Examining crop response to drought is one of the most popular experiments in plant stress physiology. This is most likely due to its importance and relevance as it pertains to global warming and concerns about food security.
Surprisingly, despite the fact that drought experiments are so popular, our understanding of how to improve crop productivity under stress is still very limited. In fact, very few commercial drought tolerant lines are released - significantly less than lines which are disease tolerant or resistant.
Why is this so?
Perhaps it is related to the fact that drought testing of a plant is very easy to implement, just close the tap, but very difficult to analyze. The most popular experiment simply involves the selection of the healthiest looking plants as the days with no irrigation continue to pass. However, this approach reveals which plants are good survivors; NOT the good producer plants, NOT the most tolerant plants and definitely NOT the most resistant crops.
The important point to remember here is that plants lose water (via transpiration) at surprisingly high rates. Actually, a plant is capable of losing its own weight in less than a day under normal growth conditions (e.g. young tomato, 8-12 weeks old can transpire 1-2 liters of water per day!). These figures should be taken into account in the design of the experiment.
Moreover, if we expose several plants to drought (this is true of any plant), initially under relatively high soil moisture, the following occurs: plants with a slightly higher transpiration rate (say 10% more than average) will be exposed to a much faster soil water reduction rate. Consequently, they are exposed to limiting water conditions (stress) a few days earlier than the other plants. The opposite occurs with plants with a marginally lower transpiration rate - they will have fairly good soil water content for longer periods than the average plant.
That’s why screening plants by simple observation and selecting the healthier looking ones, leads us to err twice:
- We select the plants which were not (or significantly less) stressed due to their lower transpiration as they did not face the same severity of soil drought as the higher transpiring plants (we are actually comparing a different treatment!).
- We select plants which are probably less productive (transpiration is linearly correlated with yield).

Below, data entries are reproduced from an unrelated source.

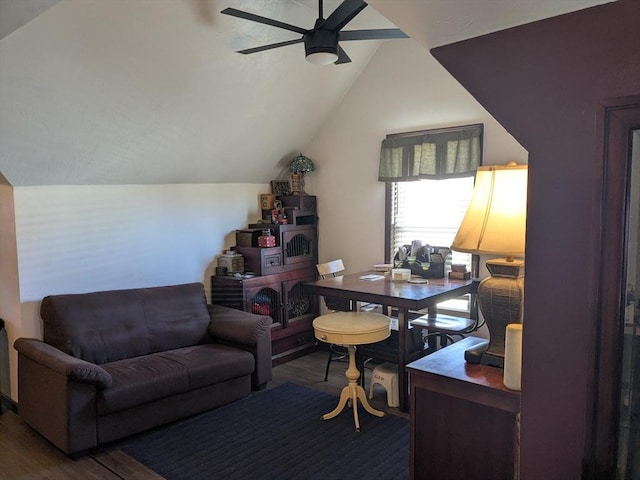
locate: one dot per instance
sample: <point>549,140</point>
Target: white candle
<point>513,356</point>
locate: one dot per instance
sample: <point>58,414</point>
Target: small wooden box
<point>233,264</point>
<point>262,261</point>
<point>248,238</point>
<point>306,203</point>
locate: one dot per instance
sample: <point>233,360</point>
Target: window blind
<point>430,211</point>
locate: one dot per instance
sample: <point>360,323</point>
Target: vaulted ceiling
<point>139,92</point>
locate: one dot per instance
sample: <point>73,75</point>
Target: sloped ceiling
<point>139,92</point>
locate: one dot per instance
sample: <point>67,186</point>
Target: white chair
<point>336,352</point>
<point>335,304</point>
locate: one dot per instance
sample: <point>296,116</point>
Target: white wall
<point>403,88</point>
<point>74,239</point>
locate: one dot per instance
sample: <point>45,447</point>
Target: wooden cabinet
<point>280,274</point>
<point>464,421</point>
<point>282,297</point>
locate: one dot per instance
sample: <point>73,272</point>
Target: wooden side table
<point>464,421</point>
<point>350,329</point>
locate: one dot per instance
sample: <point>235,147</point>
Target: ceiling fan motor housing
<point>321,41</point>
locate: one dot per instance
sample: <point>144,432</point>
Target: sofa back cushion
<point>103,327</point>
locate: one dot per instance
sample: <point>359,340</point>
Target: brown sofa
<point>119,362</point>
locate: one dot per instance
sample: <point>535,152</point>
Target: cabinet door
<point>266,301</point>
<point>300,307</point>
<point>299,245</point>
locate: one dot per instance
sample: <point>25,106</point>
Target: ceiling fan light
<point>322,58</point>
<point>321,47</point>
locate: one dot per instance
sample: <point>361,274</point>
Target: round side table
<point>350,329</point>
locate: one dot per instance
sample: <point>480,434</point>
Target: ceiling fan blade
<point>343,15</point>
<point>270,46</point>
<point>342,57</point>
<point>266,21</point>
<point>379,34</point>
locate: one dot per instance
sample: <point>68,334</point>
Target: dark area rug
<point>277,434</point>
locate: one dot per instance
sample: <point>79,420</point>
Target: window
<point>430,211</point>
<point>430,176</point>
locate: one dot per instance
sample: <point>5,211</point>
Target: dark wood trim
<point>616,120</point>
<point>388,204</point>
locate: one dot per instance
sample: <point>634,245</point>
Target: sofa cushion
<point>102,327</point>
<point>151,377</point>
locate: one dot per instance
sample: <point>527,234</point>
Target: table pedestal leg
<point>353,392</point>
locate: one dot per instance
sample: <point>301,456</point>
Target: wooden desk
<point>401,295</point>
<point>464,421</point>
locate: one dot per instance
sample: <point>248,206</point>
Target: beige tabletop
<point>352,328</point>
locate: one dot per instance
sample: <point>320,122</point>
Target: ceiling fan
<point>321,42</point>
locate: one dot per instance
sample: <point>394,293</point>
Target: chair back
<point>331,269</point>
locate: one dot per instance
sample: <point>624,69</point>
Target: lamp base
<point>500,298</point>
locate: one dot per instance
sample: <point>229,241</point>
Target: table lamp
<point>495,224</point>
<point>298,166</point>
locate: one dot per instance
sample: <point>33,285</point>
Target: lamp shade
<point>301,164</point>
<point>495,222</point>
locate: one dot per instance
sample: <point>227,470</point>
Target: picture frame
<point>280,187</point>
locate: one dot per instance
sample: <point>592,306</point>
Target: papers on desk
<point>371,277</point>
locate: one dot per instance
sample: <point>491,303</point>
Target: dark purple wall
<point>544,82</point>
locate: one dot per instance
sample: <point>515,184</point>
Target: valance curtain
<point>433,154</point>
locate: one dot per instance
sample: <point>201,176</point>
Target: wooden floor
<point>24,454</point>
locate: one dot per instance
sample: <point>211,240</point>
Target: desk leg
<point>403,384</point>
<point>353,392</point>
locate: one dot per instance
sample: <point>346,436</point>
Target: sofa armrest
<point>71,367</point>
<point>248,331</point>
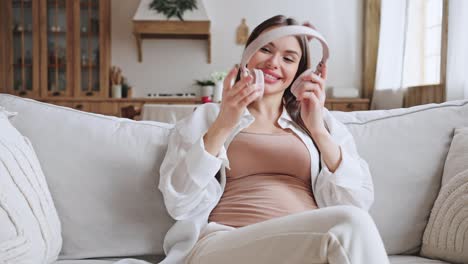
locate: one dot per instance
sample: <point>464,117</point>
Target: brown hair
<point>292,106</point>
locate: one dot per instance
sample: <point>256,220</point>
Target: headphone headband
<point>283,31</point>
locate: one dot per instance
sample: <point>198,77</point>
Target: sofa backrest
<point>406,151</point>
<point>103,174</point>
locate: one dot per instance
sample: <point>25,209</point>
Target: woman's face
<point>279,61</point>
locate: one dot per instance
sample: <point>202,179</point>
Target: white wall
<point>171,66</point>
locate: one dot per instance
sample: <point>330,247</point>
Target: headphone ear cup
<point>297,83</point>
<point>259,81</point>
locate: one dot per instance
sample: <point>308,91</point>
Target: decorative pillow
<point>446,234</point>
<point>29,226</point>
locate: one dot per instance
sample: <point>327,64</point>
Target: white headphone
<point>276,33</point>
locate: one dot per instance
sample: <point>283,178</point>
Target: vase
<point>116,91</point>
<point>218,92</point>
<point>207,90</point>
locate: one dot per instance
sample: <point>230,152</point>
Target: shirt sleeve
<point>187,174</point>
<point>351,183</point>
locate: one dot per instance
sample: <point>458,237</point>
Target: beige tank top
<point>269,177</point>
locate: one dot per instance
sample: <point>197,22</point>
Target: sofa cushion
<point>406,151</point>
<point>103,173</point>
<point>411,260</point>
<point>446,235</point>
<point>29,225</point>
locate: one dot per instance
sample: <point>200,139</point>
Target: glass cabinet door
<point>93,48</point>
<point>89,47</point>
<point>21,48</point>
<point>56,48</point>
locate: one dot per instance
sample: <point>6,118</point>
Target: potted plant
<point>218,78</point>
<point>207,87</point>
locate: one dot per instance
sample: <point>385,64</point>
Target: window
<point>423,42</point>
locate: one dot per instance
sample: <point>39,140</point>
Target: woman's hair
<point>292,106</point>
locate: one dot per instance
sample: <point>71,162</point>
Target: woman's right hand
<point>235,99</point>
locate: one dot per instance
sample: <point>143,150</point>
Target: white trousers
<point>335,235</point>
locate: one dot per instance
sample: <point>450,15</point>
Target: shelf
<point>57,65</point>
<point>22,65</point>
<point>168,29</point>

Is there a solution? Indeed there is! All you need do is continuously and simultaneously measure multiple plants and their ambient conditions (soil and atmosphere). We call it Functional (Physiological) Phenotyping. It is a phenotyping technique that characterizes the plant reaction to specific environmental conditions and provides a detailed physiological profile.
Functional phenotyping can be used to COMPARATIVELY select the best performing plants under specific conditions or to better understand the biological mechanisms controlling their response. The accuracy of functional phenotyping enables the detection of small changes in specific physiological traits associated with environmental changes. The accompanying statistical analysis provides powerful tools for the selection of plants that exhibit desired behavior in relation to control plants.